Cheese factor ahead…
one of my favorite Garth Brooks songs is Unanswered Prayers. Always has been. It’s funny, because the only time in my life I was ever a GB fan was in high school when dating my H.S. boyfriend, Mike. It’s like even back then I knew that we weren’t going to ever evolve into what I prayed we would, but yet I decided to pray anyway?
Anyhow, 12 years later, I have become friends with him. (again — thank you Facebook!) He’s a great guy. And it’s really fun to look back at my wishing and hoping and praying and know that Mike and I were not meant for eachother. Today, however, it’s super nice we can have a friendship. Twelve years, dating other guys, marriage and divorce helps put these things in perspective. We couldn’t be more different people than we were back then. And our lives are on different (WAY different paths. ) He’s in seminary, yo. And even though our beliefs don’t really match on all points, I still think he’s a great guy.
So Mike is going through a rough patchwith the end of a relationship. I’ve tried to guide him as much as I can… (Word to the wise, don’t seek too much relationship advice from someone who just ended a marriage, but I digress.) But here’s the thing. I just kills me. He’s SUCH a good catch, and this girl sounds fabulous. (I saw pictures and she’s SOOO cute!) I. just. want. to. fix. it. for. him. But without knowing her, all I can do is sputter advice and trite phrases, like “it will work out for the best” and “she’ll come around” and “you know you deserve happiness.” Uhhh….lame much?
I just want everyone to be happy and get married and live in on pretty white clouds with yellow daisies. (Cue soundtrack.)
So why is life so hard sometimes? And why do relationships take so much work? And why don’t prayers get answered the way we hope?

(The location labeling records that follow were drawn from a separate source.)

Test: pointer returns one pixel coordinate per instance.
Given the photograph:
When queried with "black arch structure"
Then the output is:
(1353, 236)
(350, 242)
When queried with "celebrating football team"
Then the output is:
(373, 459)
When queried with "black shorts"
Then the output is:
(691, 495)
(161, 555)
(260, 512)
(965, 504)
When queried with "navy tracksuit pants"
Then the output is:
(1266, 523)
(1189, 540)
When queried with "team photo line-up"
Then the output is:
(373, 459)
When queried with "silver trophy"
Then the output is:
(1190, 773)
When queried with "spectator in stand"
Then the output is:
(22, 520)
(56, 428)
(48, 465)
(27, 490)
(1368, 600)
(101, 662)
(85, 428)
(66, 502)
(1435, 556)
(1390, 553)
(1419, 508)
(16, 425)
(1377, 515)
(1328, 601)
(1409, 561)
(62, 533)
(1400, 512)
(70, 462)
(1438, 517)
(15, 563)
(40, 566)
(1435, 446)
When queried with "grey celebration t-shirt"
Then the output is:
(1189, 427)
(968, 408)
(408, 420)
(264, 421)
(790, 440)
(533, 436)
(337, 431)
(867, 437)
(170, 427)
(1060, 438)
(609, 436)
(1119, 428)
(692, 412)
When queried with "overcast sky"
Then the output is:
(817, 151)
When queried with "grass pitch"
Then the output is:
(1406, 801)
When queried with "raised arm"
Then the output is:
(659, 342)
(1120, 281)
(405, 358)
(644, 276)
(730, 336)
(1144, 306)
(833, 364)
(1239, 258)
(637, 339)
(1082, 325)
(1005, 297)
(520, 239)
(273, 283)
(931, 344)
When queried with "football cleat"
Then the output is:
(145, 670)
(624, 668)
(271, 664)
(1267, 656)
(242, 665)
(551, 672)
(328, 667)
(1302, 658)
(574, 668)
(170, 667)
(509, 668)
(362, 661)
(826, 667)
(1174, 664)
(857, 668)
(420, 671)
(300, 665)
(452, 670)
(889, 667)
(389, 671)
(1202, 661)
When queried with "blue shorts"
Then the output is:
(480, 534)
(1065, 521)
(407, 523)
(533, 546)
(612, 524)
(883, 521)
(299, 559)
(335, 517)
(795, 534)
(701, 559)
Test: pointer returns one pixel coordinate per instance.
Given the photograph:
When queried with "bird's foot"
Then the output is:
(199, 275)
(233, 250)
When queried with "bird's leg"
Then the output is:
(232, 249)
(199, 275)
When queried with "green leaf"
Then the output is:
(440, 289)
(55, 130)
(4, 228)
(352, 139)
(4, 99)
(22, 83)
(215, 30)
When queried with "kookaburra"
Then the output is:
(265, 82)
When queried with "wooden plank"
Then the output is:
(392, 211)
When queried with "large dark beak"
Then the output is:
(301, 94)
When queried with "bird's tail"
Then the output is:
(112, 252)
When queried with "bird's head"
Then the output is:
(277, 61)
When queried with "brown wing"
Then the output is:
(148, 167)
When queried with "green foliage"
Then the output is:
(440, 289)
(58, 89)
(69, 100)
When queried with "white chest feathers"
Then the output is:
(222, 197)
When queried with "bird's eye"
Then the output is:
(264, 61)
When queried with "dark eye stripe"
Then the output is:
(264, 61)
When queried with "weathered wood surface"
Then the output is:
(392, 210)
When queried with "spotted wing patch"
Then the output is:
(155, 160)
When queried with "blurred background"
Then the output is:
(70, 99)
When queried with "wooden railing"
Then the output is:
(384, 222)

AAAAAAAAAUUUUGHHH…
Well, Mike. I don’t know what to say, but I really, really hope things work out for the best for you because you are a great guy. See? Lame.
P.S. Thank you for programming my T1-82 Calculator with fun games and silly messages to me my junior year of high school.
P.S.S. Even though we broke up before prom, thank you for still taking me, even if I cried through our dinner at Chucky Cheese, it was still an ok night. No, it was a horrible night, but that wasn’t really your fault. You tried.
P.S.S.S. I’m sorry I told you I was busy for the entire month of December in 1994. I wasn’t. I lied.